Books Magazine

Book #74: Appointment in Samarra

By Robert Bruce @robertbruce76

“If you want to read a book by a man who knows exactly what he is writing about and has written it marvelously well, read Appointment in Samarra.” -Ernest Hemingway

That’s pretty high praise from Papa.

And having completed Appointment in Samarra, I must agree. This is a fabulous novel.

I’ve heard Appointment in Samarra called a “Poor Man’s Gatsby,” and I believe that’s a perfect description.

John O’Hara’s story focuses on a man named Julian English, a late-twenties socialite in small-town Pennsylvania. Along with his wife Catherine, Julian is part of the ritzy country club scene in Gibbsville. Much of the novel takes place in this setting.

Julian begins a downward spiral when he throws a cocktail in the face of a prominent businessman in Gibbsville. After that, one lapse in judgment after another takes Julian down a brutal, self-destructive path.

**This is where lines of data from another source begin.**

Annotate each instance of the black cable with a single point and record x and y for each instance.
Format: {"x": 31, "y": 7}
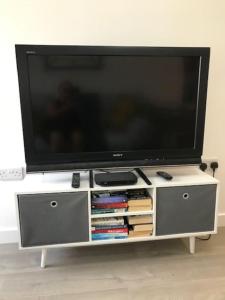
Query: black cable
{"x": 205, "y": 239}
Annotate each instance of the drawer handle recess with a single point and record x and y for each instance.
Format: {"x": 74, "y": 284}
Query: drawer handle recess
{"x": 186, "y": 196}
{"x": 54, "y": 203}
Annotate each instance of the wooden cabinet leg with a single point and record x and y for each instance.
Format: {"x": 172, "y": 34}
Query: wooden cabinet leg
{"x": 192, "y": 244}
{"x": 43, "y": 257}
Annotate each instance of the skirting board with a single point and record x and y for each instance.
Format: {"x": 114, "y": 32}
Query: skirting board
{"x": 11, "y": 235}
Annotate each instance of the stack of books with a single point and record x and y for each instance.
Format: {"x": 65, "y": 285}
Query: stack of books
{"x": 111, "y": 202}
{"x": 139, "y": 200}
{"x": 108, "y": 228}
{"x": 140, "y": 226}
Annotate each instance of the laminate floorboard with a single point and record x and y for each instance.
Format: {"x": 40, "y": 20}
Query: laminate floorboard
{"x": 150, "y": 270}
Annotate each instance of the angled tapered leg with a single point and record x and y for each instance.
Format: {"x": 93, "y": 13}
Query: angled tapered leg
{"x": 43, "y": 257}
{"x": 192, "y": 244}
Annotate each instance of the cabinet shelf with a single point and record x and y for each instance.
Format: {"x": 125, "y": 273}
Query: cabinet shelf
{"x": 122, "y": 214}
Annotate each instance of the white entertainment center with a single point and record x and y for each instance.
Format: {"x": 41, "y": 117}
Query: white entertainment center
{"x": 53, "y": 214}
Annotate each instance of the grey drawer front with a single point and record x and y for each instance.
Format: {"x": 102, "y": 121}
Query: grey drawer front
{"x": 42, "y": 223}
{"x": 185, "y": 209}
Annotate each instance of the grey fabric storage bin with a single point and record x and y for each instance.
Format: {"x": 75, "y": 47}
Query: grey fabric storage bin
{"x": 185, "y": 209}
{"x": 53, "y": 218}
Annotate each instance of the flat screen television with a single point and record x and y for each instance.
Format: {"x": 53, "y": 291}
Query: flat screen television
{"x": 86, "y": 107}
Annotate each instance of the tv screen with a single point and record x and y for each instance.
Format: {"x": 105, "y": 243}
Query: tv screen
{"x": 91, "y": 105}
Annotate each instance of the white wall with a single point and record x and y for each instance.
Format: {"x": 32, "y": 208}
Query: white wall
{"x": 101, "y": 22}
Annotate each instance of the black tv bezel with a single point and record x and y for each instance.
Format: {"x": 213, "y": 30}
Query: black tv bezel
{"x": 52, "y": 162}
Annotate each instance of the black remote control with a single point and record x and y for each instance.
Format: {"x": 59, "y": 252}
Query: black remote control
{"x": 76, "y": 180}
{"x": 164, "y": 175}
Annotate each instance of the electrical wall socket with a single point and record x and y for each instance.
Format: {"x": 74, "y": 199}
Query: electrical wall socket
{"x": 12, "y": 174}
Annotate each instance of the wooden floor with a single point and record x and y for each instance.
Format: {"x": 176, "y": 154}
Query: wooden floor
{"x": 150, "y": 270}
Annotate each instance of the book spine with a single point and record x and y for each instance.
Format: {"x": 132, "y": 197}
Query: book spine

While Gatsby is told from the point of view of Nick Carraway, Appointment in Samarra is told from the point of view of the all-seeing, all-knowing narrator. And with Gatsby, a lot of drama happens “off stage,” like Gatsby’s business dealings and specifics of his nights with Daisy. But in this story, O’Hara lays it all out in front of you.

You’re going to get all up in Julian English’s business, and you’ll also learn what everyone in Gibbsville thinks about him throughout his journey to self-destruction.

One possibly unique aspect of this novel is that I’d estimate half of the story is told through flashbacks. We learn how Julian and Catherine met. You might remember this flashback passage I shared with you recently:

“When Caroline Walker fell in love with Julian English she was a little tired of him. That was in the summer of 1926, one of the most unimportant years in the history of the United States, and the year in which Caroline Walker was sure her life had reached a pinnacle of uselessness.”


John O’Hara (Source: Wikimedia Commons)

We learn how a local mobster’s lackey became a mobster’s lackey. We learn how a lot of the country club crew came to be.

O’Hara manages the transitions well. Both the timing and content of the flashbacks fit with the story and give you a better sense of the characters as a whole.

He’s an outstanding dialog writer, easily one of the best I’ve read. I think that’s what makes Appointment in Samarra so approachable and entertaining.

Quotes like this will keep you turning the page.

“And so what you did, what you did was take a knife and cut me open from my throat down to here, and then you opened the door and let in a blast of freezing cold air, right where you had cut me open, and till the day you die I hope you never, never know what it feels like to have someone cut you open all the way down the front of you and let the freezing blast of air inside you.”

Someone is feeling a bit scorned, yes?

I can’t recommend this novel enough, especially if you grew up in a small town. Appointment in Samarra is an outstanding read.

Other Stuff

The Opening Line: “Our story opens in the mind of Luther L. (L for LeRoy) Fliegler, who is lying in his bed, not thinking of anything, but just aware of his sounds, conscious of his breathing, and sensitive to his own heartbeats.”

The Meaning: The title comes from a W. Somerset Maugham play called Sheppey: “I was astonished to see him in Baghdad, for I had an appointment with him tonight in Samarra.”

Highlights: Entertaining story. Lively, even relatable, characters. Through a lack of self-control, the main character Julian English often does things that most of us simply think about. He’s an equally-awkward, equally self-aware, much less funny version of Michael Scott from The Office.

Lowlights: The focus placed on a few of the more minor characters, especially their backstories, seem tangential to the overall story. But, still, they were entertaining and easy to read.

Memorable Line: “The road was his.  He wanted to drive on the left side and zigzag like an army transport and idle along at four miles an hour.  But one time when he thought the road was his he had done all these things, finally to be arrested for drunken driving by a highway patrolman who had been following him all the while.  “You’d think you owned the road,” the patrolman had said; and Julian could not answer that that was exactly what he had been thinking.”

Final Thoughts: Great, fun-to-read novel. Even though you kind of know what’s coming, and even though what you know is coming is sad and dark, somehow O’Hara makes this an enjoyable book. Thumbs up for Appointment in Samarra.